[ale] IDE (Intergrated development environment)

Clay Lawrence servo at bellsouth.net
Sat Jun 12 00:11:29 EDT 1999


I'll second and third the motion on Nedit. It supports around fifteen
languages, offers syntax highlighting, auto-indentation, programmable key
sequences and much more. A great X editor for programming.
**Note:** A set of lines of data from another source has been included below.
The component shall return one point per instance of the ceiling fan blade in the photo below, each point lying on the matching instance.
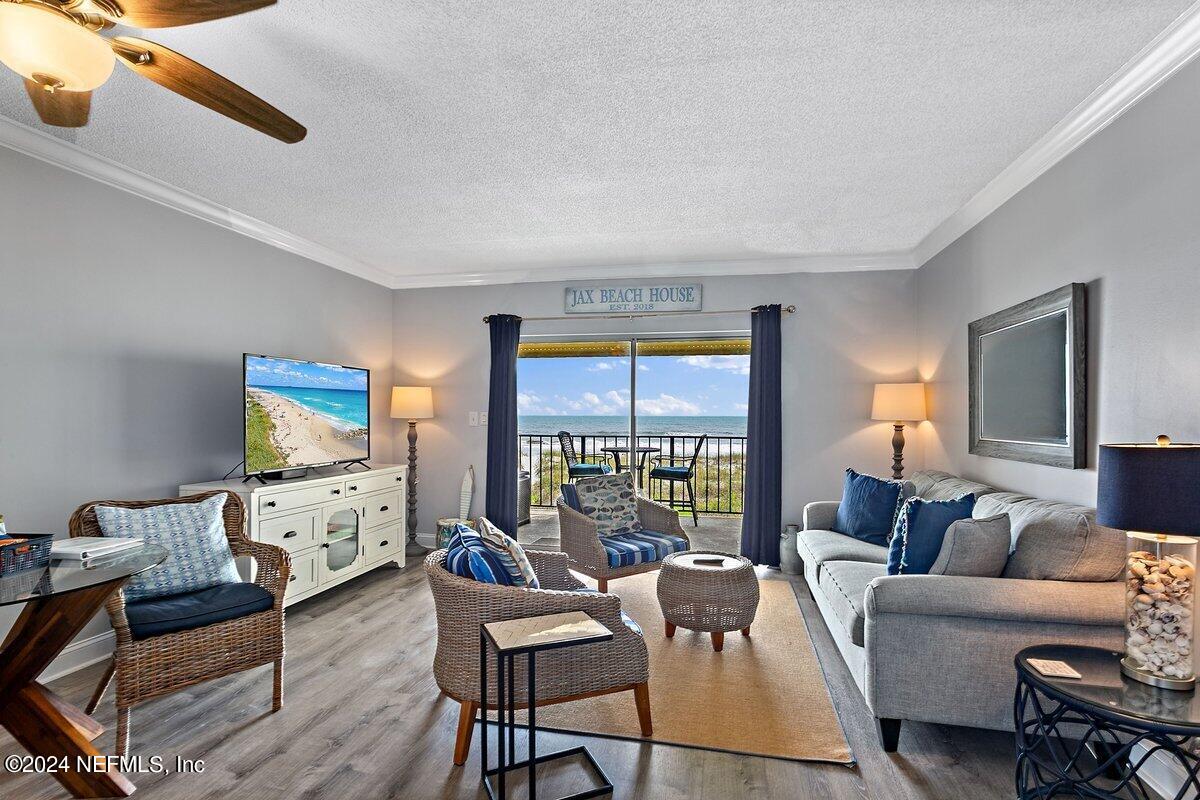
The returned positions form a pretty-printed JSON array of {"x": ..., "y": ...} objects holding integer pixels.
[
  {"x": 185, "y": 77},
  {"x": 168, "y": 13},
  {"x": 66, "y": 109}
]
I would still suggest you learn Vi, and emacs if you want. The one reason you
should probably learn to at least move around a little in Vi is that it will
fit on a floppy and emacs won't. When you floppy boot a crashed system you
know you can get to Vi to fix things if you have it on a floppy, can't do
this with emacs.If not Vi, learn any other nonX editor that you can fit on a
floppy and keep the floppy with your emergency boot disk. According to
Murphy, if you do this you'll never need it, if you don't you'll wish you had
:-)

Clay

John Mills wrote:

> On Thu, 10 Jun 1999, Tri wrote:
>
> > Ok I just got "The C programming language" from amazon. Now I'm looking
> > for a IDE that I can learn real fast so that I can finally get into
> > learning the language instead of fiddling around with settings. I tried
> > to use emacs, but I don't have the time to learn it.
>
> Tri -
>
> I tried xwpe, but found it [at the time - 3 years or so ago] a bit
> unstable and not much functional help. You might look into Nedit, which
> can (I understand) be built with LessTif, and which has grown a number of
> 'coder friendly' features.
>
> The thing which makes Emacs worth the learning curve for me is it's
> support of _lots_ of languages. If you start it under X11, you get good
> Mouse support and pull-down menus, softening the learning curve. I have
> heard much good for Xemacs, but not used it.